For maximum effect, read this review three or four times.
Not to be duped by duplication, Jamie Madrox uses the ability to clone himself to assign liaisons to travel the world and acquire new skills.
Sure, he does now, but that wasn't always the case. Originally introduced in an issue of Fantastic Four, Multiple Man was an absolutely nothing character until Peter David took a shine to him while writing X-Factor. He pushed Jamie's powers in new ways, and gave him an actual personality, pulling the character off the D-list and up to the... well, not the A-list, certainly, but definitely at least C+ or B-. Nearly everything about Madrox other than the "there used to be only one of me, but now there are two!!" gimmick came from the pen of Peter David.

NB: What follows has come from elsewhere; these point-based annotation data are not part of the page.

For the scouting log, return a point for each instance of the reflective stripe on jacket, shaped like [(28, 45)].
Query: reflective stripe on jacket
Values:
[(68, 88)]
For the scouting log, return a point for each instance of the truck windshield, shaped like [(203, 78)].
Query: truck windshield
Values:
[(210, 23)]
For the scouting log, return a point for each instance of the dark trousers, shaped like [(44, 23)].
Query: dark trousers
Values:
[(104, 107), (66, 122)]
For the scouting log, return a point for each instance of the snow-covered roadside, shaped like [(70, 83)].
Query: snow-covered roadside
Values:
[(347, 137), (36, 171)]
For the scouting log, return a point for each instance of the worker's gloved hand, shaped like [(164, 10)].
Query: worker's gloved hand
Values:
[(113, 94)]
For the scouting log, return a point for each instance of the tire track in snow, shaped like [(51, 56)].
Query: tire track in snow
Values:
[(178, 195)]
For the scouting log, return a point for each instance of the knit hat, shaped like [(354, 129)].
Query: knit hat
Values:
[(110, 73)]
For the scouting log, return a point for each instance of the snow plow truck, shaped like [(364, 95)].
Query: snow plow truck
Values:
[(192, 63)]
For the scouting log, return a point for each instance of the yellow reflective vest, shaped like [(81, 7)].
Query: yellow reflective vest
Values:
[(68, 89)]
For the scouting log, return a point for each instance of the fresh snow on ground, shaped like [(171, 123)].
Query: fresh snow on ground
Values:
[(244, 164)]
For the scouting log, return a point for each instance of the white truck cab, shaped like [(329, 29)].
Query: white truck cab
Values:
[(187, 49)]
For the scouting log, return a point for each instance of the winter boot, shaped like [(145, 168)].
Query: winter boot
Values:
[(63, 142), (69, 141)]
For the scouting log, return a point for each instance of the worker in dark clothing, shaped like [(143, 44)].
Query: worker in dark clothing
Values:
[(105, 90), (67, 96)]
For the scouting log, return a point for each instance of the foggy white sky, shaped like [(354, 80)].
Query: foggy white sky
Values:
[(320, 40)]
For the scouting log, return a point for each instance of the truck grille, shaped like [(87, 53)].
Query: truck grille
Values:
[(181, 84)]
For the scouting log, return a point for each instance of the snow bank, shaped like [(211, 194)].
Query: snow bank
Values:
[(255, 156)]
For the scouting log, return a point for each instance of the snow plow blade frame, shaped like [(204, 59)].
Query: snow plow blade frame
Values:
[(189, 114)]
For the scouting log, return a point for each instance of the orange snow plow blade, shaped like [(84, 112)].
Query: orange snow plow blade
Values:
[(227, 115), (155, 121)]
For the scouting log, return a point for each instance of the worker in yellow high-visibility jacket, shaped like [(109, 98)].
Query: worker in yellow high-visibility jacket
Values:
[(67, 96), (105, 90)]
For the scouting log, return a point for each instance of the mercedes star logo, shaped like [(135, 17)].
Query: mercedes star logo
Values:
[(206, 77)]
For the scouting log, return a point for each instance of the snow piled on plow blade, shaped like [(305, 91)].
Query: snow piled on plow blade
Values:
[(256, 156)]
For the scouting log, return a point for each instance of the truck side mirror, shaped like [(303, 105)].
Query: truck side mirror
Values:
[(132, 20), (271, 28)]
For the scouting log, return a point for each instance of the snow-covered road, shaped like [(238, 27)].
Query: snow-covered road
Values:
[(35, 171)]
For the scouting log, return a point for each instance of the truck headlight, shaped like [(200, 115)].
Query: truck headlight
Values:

This figure shows Multiple Man in his '90s X-Factor costume -
his original suit was designed by his farmer parents, and allowed him to control his powers (though they never told him that, and then they were killed by a tornado). Though X-Factor's team look was optional, Jamie opted to go with the same blue and yellow as everyone else - though he often wore a trenchcoat over it. The coat is that one mold they have, but the arms are new. Why? Uh, dunno. Beneath it, we get a plain body in dark navy blue with some random yellow elements painted on.
Even before he was interesting, Jamie's powers were to make copies of himself - in fact, creator Len Wein originally wanted to called him "Zerox," rather than "Madrox," but Roy Thomas (who was editor-in-chief at the time) was smart enough to head that one off before the inevitable lawsuit. A decade ago we spitballed ideas of how he could work as a toy, but Hasbro kept things simple: alternate heads.
Multiple Man's costume had a tight cowl with an X in a cirle on the forehead, and two of the heads do indeed get that - the one he's wearing in the tray has an unhappy frown, while the first alternate has a little bit of a smirk (probably trying to keep from laughing while he plays a prank on somebody). His third head is uncowled, revealing his hair - it's not quite
the Billy Campbell 'do he had in the '90s, but rather a more modern look that dares ask the question, "what if John Mulaney and John Cena had a baby?" Getting three heads is nice, because it will allow army-builders like our own Rustin Parr to buy multiple figures and have them all look unique in the display - as long as you don't mind having a bunch of spare BAF pieces hanging around.
The Build-A-Figure for this series is Apocalypse,
and Multiple Man comes with the big guy's right leg. It's just a shame Apoc doesn't have any wepaon or anything he uses multiples of, so that could have been included here and not left overeager double-dippers with parts they can't use.
Three heads are better than one, but imagine if Hasbro had gone HAM on the idea, including a new Madrox head with every figure in this series, each with a different expression or haircut. That would have been unbelievable! As it is, we're going to need more X-Factor uniforms now.